In 1641 Nicolas Fouquet, 26-year-old financial secretary to Cardinal Mazarin bought the estate and enlisted three top-ranking craftsmen of the time, architect Louis Le Vau, decorator Charles Le Brun and garden designer Andre Le Notre, to give the property a thorough makeover. Unfortunately for Fouquet, in 1661, the Cardinal's private secretary, Colbert, determined to ingratiate himself to the King by laying the responsibility for the kingdom's financial woes at the feet of the hapless Fouquet. In that year, Fouquet hosted a magnificent party at which the guest of honour was the King himself, but a mere three weeks later, he was arrested by D'Artagnan and sent to prison, where he spent the rest of his life.
Vaux-le-Vicomte remains the precursor of the Palace of Versailles, which was built and decorated by the same trio of artists.
Bond fans might recognise Vaux-le-Vicomte as the ‘Californian’ estate of Drax in Moonraker. It has also appeared in Milos Forman’s Valmont (his version of Les Liaisons Dangereuses), Patrice Leconte’s Ridicule and Sofia Coppola’s Marie Antoinette.
The medieval quarter of Le Mans, the capital of the Sarthe in north-western France, provided the streets of 'Paris'. Boasting some of the best-preserved 15th Century streets in the country, the quarter was used in a similar way for Jean-Paul Rappeneau’s 1990 film of Cyrano De Bergerac, with Gerard Depardieu as the romantic hero.
The exterior of the priest’s house and the 'Bastille prison' are Château de Pierrefonds, a 14th century fortified castle roughly 50 miles northeast of Paris.

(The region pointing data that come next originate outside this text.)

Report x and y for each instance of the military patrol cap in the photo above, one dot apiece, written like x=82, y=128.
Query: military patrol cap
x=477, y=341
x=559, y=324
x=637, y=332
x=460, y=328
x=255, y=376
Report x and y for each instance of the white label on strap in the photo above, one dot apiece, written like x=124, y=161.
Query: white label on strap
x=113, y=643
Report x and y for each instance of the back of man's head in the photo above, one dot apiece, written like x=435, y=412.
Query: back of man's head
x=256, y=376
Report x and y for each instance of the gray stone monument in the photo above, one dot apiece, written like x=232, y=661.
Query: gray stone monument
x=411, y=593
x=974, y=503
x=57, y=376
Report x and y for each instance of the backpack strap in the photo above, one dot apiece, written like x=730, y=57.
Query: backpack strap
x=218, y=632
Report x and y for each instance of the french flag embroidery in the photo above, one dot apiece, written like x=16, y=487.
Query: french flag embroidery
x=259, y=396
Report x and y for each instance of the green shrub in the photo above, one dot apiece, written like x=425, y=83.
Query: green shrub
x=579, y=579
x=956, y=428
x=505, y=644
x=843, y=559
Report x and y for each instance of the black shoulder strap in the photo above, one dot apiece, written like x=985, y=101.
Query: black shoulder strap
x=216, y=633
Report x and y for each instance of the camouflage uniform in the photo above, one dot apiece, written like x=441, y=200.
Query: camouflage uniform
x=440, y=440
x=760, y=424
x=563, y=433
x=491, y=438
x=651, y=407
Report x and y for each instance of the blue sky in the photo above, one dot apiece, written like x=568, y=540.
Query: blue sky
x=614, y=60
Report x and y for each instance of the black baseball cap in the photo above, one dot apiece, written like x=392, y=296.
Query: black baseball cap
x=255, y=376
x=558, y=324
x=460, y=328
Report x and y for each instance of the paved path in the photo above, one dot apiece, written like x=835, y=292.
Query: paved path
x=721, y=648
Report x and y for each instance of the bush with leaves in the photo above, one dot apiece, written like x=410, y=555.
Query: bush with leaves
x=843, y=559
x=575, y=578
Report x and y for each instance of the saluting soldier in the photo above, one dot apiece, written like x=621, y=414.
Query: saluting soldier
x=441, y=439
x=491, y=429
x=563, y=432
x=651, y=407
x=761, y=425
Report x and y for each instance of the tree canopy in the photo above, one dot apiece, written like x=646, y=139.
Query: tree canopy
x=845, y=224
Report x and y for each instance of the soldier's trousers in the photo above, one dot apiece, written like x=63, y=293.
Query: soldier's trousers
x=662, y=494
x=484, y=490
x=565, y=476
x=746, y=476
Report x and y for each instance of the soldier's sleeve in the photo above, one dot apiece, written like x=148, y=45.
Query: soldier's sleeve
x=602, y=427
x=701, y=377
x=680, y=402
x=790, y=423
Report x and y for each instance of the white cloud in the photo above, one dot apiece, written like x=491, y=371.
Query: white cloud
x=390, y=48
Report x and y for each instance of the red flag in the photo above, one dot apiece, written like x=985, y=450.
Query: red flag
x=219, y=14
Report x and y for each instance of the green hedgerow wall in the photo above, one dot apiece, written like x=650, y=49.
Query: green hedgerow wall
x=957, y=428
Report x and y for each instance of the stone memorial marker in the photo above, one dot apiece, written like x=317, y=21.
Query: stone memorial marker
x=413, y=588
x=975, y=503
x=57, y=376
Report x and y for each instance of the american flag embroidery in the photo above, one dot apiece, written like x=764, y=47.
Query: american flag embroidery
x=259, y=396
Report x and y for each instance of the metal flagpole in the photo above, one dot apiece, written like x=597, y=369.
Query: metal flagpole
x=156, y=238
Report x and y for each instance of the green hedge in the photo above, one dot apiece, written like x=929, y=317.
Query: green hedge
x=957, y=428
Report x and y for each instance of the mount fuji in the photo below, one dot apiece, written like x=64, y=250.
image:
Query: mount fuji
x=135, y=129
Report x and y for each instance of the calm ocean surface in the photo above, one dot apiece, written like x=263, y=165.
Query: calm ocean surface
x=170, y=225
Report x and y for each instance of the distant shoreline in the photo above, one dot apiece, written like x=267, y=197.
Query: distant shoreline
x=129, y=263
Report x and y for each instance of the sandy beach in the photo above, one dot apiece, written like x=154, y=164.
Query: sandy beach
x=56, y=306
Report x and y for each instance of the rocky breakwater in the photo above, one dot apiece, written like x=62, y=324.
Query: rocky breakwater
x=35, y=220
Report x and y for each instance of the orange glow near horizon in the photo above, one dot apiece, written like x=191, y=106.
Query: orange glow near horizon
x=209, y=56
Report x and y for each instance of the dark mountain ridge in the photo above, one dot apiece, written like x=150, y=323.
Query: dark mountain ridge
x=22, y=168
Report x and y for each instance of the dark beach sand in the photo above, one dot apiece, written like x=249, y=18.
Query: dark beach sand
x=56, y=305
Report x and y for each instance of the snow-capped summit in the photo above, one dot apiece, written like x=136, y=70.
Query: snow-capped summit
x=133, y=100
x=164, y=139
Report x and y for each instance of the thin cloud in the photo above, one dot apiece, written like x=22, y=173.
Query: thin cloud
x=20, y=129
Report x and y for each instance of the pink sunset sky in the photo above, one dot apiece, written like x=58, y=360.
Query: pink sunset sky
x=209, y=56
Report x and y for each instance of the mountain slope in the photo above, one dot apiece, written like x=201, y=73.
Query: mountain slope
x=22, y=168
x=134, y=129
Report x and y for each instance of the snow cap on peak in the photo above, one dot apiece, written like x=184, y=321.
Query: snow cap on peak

Pierrefonds is on the southeast edge of the Forest of Compiègne, between Villers-Cotterêts and Compiègne. The castle fell into ruin for more than two centuries until being bought by Napoleon I in 1810 (for less than 3,000 francs). Napoleon III later restored the castle though, in keeping with 19th Century romanticism, preserving it as a ‘romantic ruin’. Pierrefonds has been seen in Les Visiteurs and The Messenger: The Story of Joan of Arc, as well as standing in for ‘Camelot’ for the BBC series Merlin.
The land below the fortifications also became the ‘Flanders’ battlefield to which the doomed Raoul is sent.
After being given rotten food, the starving people of Paris rebel, until they are placated by the trusted D’Artagnan. The market square is the vast courtyard of the Chateau De Fontainebleau.
The 16th Century royal palace was an official residence of the Royal Family from Louis VII through to Napoleon III. It was here that Napoleon I abdicated before being sent in to exile in Elba. Today, it’s a national museum and a UNESCO World Heritage Site
The country retreat to which mysterious prisoner Phillipe (also DiCaprio) is spirited away after his rescue from the Bastille, and where the iron mask is removed, is the Manoir du Logis in Fontenay-sur-Vègre, a 15th Century provincial manor house which was converted into a farm during the Revolution. It’s some 20 miles west of Le Mans.